The vendor believes it's well placed to pick up another major European fixed-line IMS account in the future. Ericsson is the sole provider of the "intelligent node" systems for BT Group plc's (NYSE: BT; London: BTA) 21st Century Network, which includes key IMS elements such as its softswitch (see Ericsson to Bring Partners to 21CN Party).

Peter Linder, technical director at Ericsson's wireline business unit, says BT's initial 21CN plans are not based on an IMS architecture, and that the carrier has yet to decide on its IMS strategy. "But being chosen for the i-node category for 21CN doesn't decrease our chances of being chosen as BT's IMS partner," says Linder cautiously.

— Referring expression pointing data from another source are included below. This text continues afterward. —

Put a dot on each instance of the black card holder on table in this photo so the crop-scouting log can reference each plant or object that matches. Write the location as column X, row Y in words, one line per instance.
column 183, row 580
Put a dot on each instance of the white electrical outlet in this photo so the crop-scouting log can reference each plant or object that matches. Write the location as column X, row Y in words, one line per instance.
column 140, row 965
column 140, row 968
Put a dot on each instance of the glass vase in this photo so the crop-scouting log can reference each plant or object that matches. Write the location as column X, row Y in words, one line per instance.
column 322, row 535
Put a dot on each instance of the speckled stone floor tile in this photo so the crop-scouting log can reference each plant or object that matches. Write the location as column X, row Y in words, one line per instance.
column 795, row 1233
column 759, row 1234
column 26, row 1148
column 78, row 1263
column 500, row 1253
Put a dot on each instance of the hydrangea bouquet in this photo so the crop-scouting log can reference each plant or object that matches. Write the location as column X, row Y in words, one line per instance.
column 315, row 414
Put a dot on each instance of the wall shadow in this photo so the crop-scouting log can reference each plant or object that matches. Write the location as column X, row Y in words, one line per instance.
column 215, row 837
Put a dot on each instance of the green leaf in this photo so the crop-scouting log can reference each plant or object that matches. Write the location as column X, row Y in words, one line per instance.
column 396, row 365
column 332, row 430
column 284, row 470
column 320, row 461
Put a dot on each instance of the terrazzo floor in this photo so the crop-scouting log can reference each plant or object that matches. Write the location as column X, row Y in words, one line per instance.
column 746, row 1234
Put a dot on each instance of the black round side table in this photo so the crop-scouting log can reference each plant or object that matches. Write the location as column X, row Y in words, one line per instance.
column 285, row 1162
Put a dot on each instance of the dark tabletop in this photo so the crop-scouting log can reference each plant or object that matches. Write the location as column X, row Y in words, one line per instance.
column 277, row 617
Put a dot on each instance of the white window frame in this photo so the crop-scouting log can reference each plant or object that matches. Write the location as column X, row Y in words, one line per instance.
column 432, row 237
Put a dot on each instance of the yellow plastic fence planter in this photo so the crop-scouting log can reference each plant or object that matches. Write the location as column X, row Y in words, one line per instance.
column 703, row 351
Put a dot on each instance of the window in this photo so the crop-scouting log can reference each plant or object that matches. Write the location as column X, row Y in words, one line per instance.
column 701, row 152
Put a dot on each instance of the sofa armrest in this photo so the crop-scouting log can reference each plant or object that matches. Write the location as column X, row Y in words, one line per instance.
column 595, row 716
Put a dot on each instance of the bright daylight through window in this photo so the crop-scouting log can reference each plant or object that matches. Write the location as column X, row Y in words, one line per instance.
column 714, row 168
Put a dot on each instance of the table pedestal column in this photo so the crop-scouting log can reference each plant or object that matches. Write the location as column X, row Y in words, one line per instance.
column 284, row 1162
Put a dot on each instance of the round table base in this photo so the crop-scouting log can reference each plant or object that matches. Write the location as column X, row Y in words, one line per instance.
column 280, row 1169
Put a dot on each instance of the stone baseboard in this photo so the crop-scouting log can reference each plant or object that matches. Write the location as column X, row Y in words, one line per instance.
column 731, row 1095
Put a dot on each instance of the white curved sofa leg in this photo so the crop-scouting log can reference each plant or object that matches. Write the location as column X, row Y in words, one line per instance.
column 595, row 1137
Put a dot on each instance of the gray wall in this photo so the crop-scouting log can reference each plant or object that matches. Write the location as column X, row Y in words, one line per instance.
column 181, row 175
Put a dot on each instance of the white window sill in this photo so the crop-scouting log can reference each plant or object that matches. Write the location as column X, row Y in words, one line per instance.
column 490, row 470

Ericsson also announced a customer for its new IP-based multiservice access node, the EDA IP MSAN, which provides ADSL2+ and traditional voice telephony over IP on each blade in the chassis (see Ericsson Delivers First IP MSAN).

— Ray Le Maistre, International News Editor, Light Reading

digits 12/5/2012 | 3:11:43 AM
re: Ericsson, Broadsoft Snack on Danish I think the word "regarded" was crucial in Finnie's quote. A lot of industry and financial analysts only ever talk about the wireless sector these days when they analyze or write about Ericsson, despite the sizeable installed base of legacy fixed voice equipment.

Ray
jepovic 12/5/2012 | 3:11:45 AM
re: Ericsson, Broadsoft Snack on Danish "It's got off to a really good start, winning deals with both wireless and wireline carriers, which is really good for Ericsson as it's often regarded simply as a vendor solely for mobile operators," adds Finnie, "

Not quite so. Ericsson has one of the largest installed bases of PSTN equipment, and probably the AXE is the most widespread platforms. Since IMS is replacing the IN/PSTN intelligence, this is a very important factor.